Since my comment seems to have been misunderstood, I would like to take the opportunity to expand on it. The basic categories are $\bf {Ban}_1$ and $\bf W$ of Waelbroeck spaces, i.e., Banach spaces with linear contractions as morphisms, resp., Banach spaces provided with an additional compact, linear topology on the unit ball (details can be found in the book by Cigler, Losert and Michor on categories of Banach spaces). If $E$ is a Banach space, then its dual $E'$ is a Waelbroeck space and indeed the two categories are dual to each other. The important example for us will be the pair $C(K)$ of continuous functions on a compactum and its dual, the space $M(K)$ of Radon measures thereon. The latter has, as does every Waelbroeck space, a natural complete, locally convex topology---the finest to agree with the given compact one on the unit ball---and in our example, this (and not the norm) is usually the natural one. We now denote the family of finite dimensional subspaces of a Banach space $E$ by $\cal F$ and use the fact that $E$ is the inductive limit of this family, regarded as an inductive spectrum in $\bf {Ban_1}$ in the natural way (this is very simple and can be found explicitly in the above reference). It follows fairly easily that $C(K;E)$, the Banach space of continuous functions with values in $E$, can be identified with the inductive limit of the spectrum $\{C(K;F), F \in \cal F\}$. General abstract nonsense shows that the dual of the latter is the projective limit (in the sense of the category $\bf W$) of $\{M(K;F') : F \in \cal F\}$ (we are using the trivial extension of the Riesz representation theorem to the case of functions with values in a finite dimensional space). One can then identify the elements of this projective limit
with measures which take their values in $E'$ and which are bounded and Radon for the topology mentioned above to obtain the desired representation of the dual of $C(K;E)$.

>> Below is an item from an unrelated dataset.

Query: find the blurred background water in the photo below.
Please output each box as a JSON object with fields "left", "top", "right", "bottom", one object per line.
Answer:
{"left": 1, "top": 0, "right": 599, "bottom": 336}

If one is prepared to use the extension of the Riesz representation theorem which covers the case of a completely regular space $S$ and identifies the space of bounded, Radon measures on $S$ as the dual of the space $C^b(S)$ of bounded continuous functions with the strict topology (see the monograph "Saks spaces and Applications to Functional Analysis"), then one can obtain a suitable version of this duality which works for completely regular spaces.